Definizione Il termine "intelligenza artificiale" è composto da due parole: "intelligenza" e "artificiale". L'intelligenza, derivante dal latino intelligentia, si riferisce alla capacità di comprendere velocemente e trasformare ciò che viene appreso in competenze acquisite. Gli esseri umani possiedono facoltà psichiche che permettono di riflettere sulle proprie azioni e adattarsi alle situazioni, sviluppando una connessione collettiva sulla conoscenza del mondo. Questa capacità viene sviluppata da neonati al raggiungimento della consapevolezza dell’Io. "Artificiale", invece, si riferisce a ciò che non esiste in natura, ma è creato dall'uomo. L'intelligenza artificiale nasce quindi dalla fusione di questi concetti, mirando a ricreare nei sistemi informatici i processi mentali complessi tipici degli esseri umani. La ricerca in questo campo si divide in due direzioni: una cerca di sviluppare sistemi che imitano i processi del cervello umano, mentre l'altra cerca di spiegare i meccanismi mentali attraverso delle simulazioni informatiche. L'evoluzione storica di questa idea verrà successivamente descritta.
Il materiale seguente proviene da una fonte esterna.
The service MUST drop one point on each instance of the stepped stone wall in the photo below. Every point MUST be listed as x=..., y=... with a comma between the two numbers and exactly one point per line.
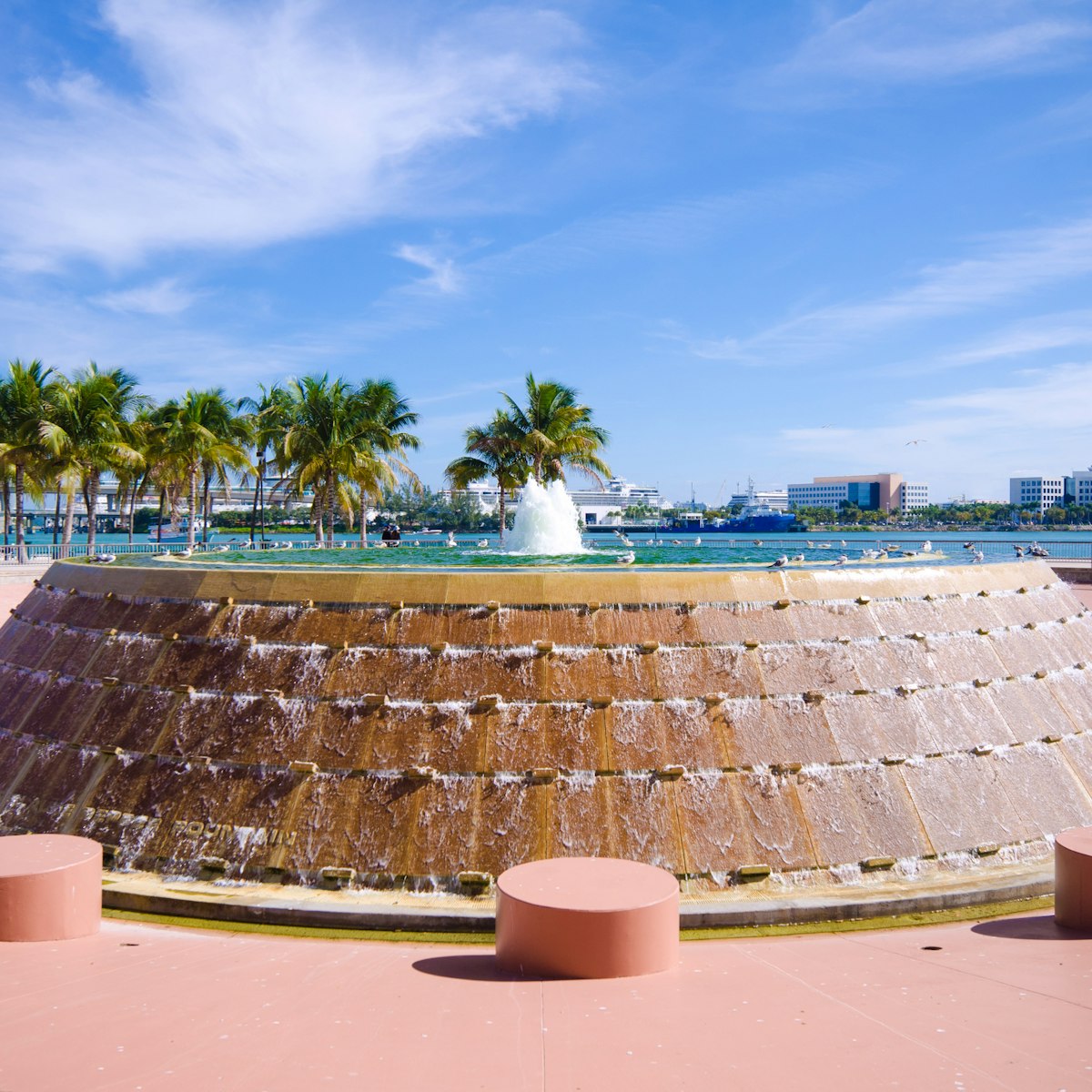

Gli Anni Del Nuovo Millennio Nel nuovo millennio, l'intelligenza artificiale (IA) ha rivoluzionato il modo in cui i dati vengono gestiti e utilizzati. I database si aggiornano automaticamente, e gli algoritmi di apprendimento automatico consentono di eliminare l'inserimento manuale. Oggi, l'IA trova applicazione in ambiti sofisticati, come le missioni aerospaziali, ma anche in attività quotidiane, ad esempio nei giochi come gli scacchi o nei sistemi domestici intelligenti per il controllo di riscaldamento e condizionamento. In ambito lavorativo, queste tecnologie migliorano la precisione e l'efficienza, sostituendo in parte l'intervento umano.
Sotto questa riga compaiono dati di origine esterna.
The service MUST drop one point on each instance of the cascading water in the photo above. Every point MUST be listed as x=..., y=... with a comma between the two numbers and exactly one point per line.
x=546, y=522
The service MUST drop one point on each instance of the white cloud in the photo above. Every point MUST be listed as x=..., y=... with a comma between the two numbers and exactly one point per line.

L'IA è particolarmente impattante nei settori finanziari grazie all'uso di tecnologie avanzate di ICT che elaborano e gestiscono dati per offrire servizi innovativi. Tuttavia, l'evoluzione continua dell'IA pone anche sfide significative, soprattutto in termini di sicurezza ed etica. Per affrontare queste problematiche, nel 2017 si è tenuta una conferenza ad Asilomar, in California, supportata dal Future of Life Institute. Durante l'evento, esperti come Elon Musk e Stephen Hawking hanno stilato un documento con 23 principi per un uso responsabile dell'IA, raccolti nel libro Life 3.0 di Max Tegmark.
I principi, suddivisi in tre macro-aree – ricerca, etica e valori, e questioni a lungo termine – mirano a garantire che l'IA resti sotto controllo umano. Tra le tematiche principali vi sono la sicurezza, la trasparenza, la privacy, la responsabilità e la condivisione dei benefici. In particolare, si sottolinea l'importanza di evitare che l'IA venga utilizzata per scopi militari, come la corsa agli armamenti, e si promuove uno spirito di cooperazione tra ricercatori per il bene comune.
Uno degli interrogativi centrali è come garantire che i sistemi autonomi rimangano sotto controllo umano. La risposta risiede nell'implementazione di regole specifiche e nella supervisione costante. L'etica gioca un ruolo cruciale, con un'enfasi su privacy, democrazia e trasparenza. Nonostante l'intento di creare linee guida universali, permangono scetticismi e dibattiti sulle implicazioni filosofiche e morali dell'IA, che continueranno a sfidare la società negli anni a venire.